At that time, services like dentistry, medical services, the price change there was really positive. The price increase was modest, apparently due to the additional costs, both safeguards. Also, during the first quarantine, those services were shut down, then opened and the base effect naturally worked, ”he said.
As can be seen in the slide, the prices of dental services increased by 15.1%, those of medical services by 10.7% and those of public catering by 4.7%.
9 percent. deficit
The central bank report also claims that during the crisis, residents and businesses tended to accumulate funds. The amount of household deposits in banks has increased by 11% this year. – up to 17 billion Consequently, corporate funds increased by one third to EUR 8.8 billion. euros.
“During the pandemic, state support and central bank monetary policy measures played an important role, allowing governments to borrow funds on extremely favorable terms. The Eurosystem, of which the Bank of Lithuania is a part, already has invested LTL 700 billion in a pandemic asset purchase program. The total planned volume of the program should reach 1.85 trillion. and will be implemented at least until March 2022.

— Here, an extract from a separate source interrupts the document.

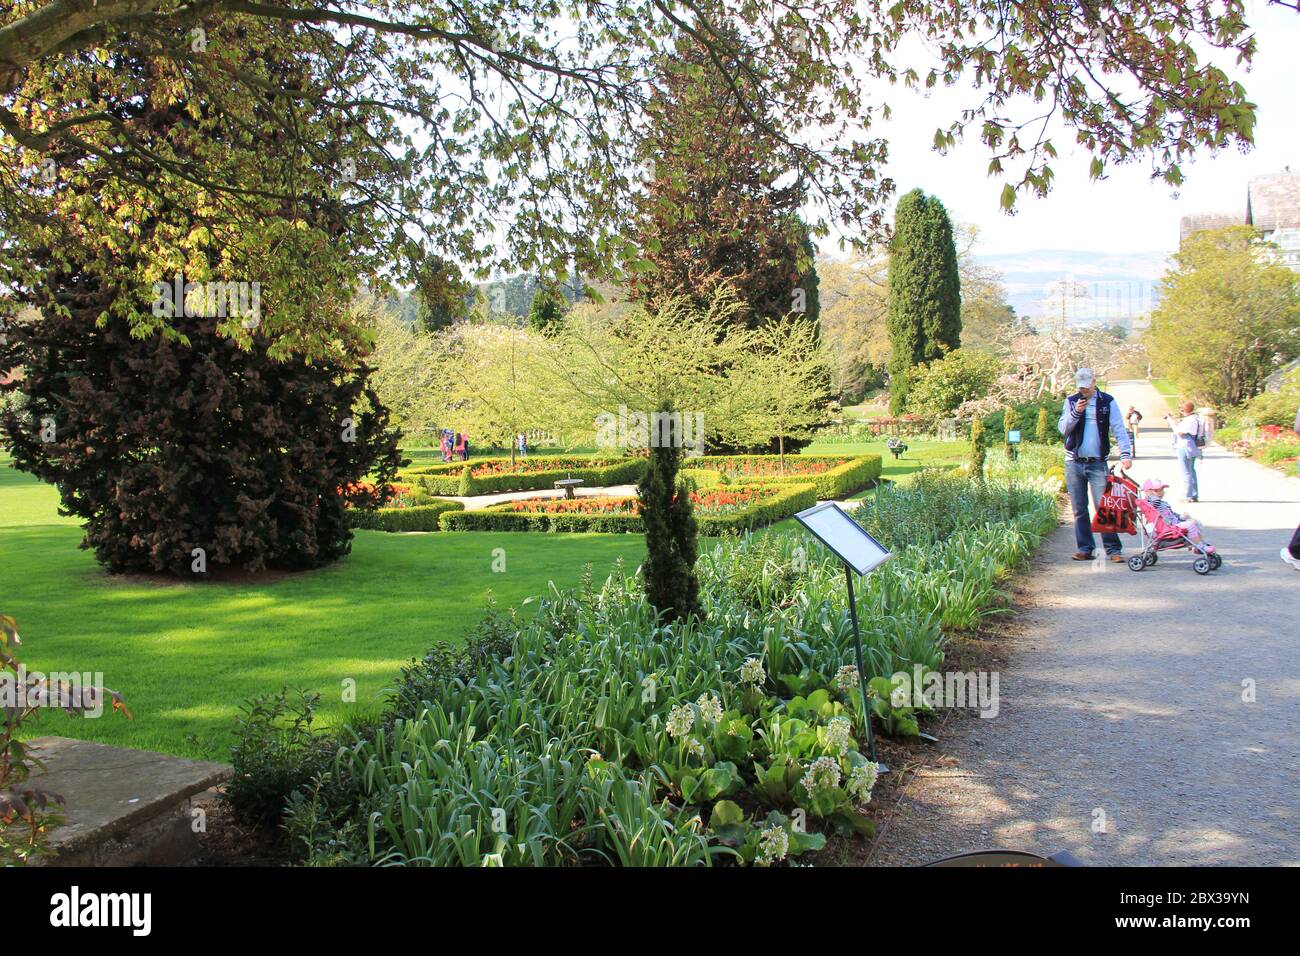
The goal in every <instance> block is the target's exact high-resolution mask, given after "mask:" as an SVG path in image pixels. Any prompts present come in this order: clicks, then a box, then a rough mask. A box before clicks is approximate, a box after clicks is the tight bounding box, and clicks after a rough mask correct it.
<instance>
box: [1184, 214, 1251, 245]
mask: <svg viewBox="0 0 1300 956" xmlns="http://www.w3.org/2000/svg"><path fill="white" fill-rule="evenodd" d="M1243 225H1245V219H1244V217H1243V216H1242V215H1240V213H1234V212H1197V213H1192V215H1191V216H1183V219H1182V220H1179V222H1178V241H1179V243H1183V242H1187V237H1188V235H1191V234H1192V233H1200V232H1203V230H1205V229H1226V228H1227V226H1243Z"/></svg>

However, government measures also come at a price, in particular through rising budget deficits and public debt. This year, Lithuania’s budget deficit will amount to almost 9 percent. GDP and will be one of the largest among the EU countries, “the report said.
It is estimated that more than 5%. the deficit will be next year and the difference will have to be covered with borrowed funds. As a result, public debt, which has reached a record level this year, will grow to more than 50% next year. GDP.
In addition, there is an increasing risk that public spending will be even higher because the resources needed to manage the pandemic and its consequences are greater than expected. There are also risks to the efficient use of borrowed funds, in particular with regard to the implementation of the DNA Plan for the Future Economy, as it is not clear whether the measures set out in this plan will meet the requirements of the European Commission.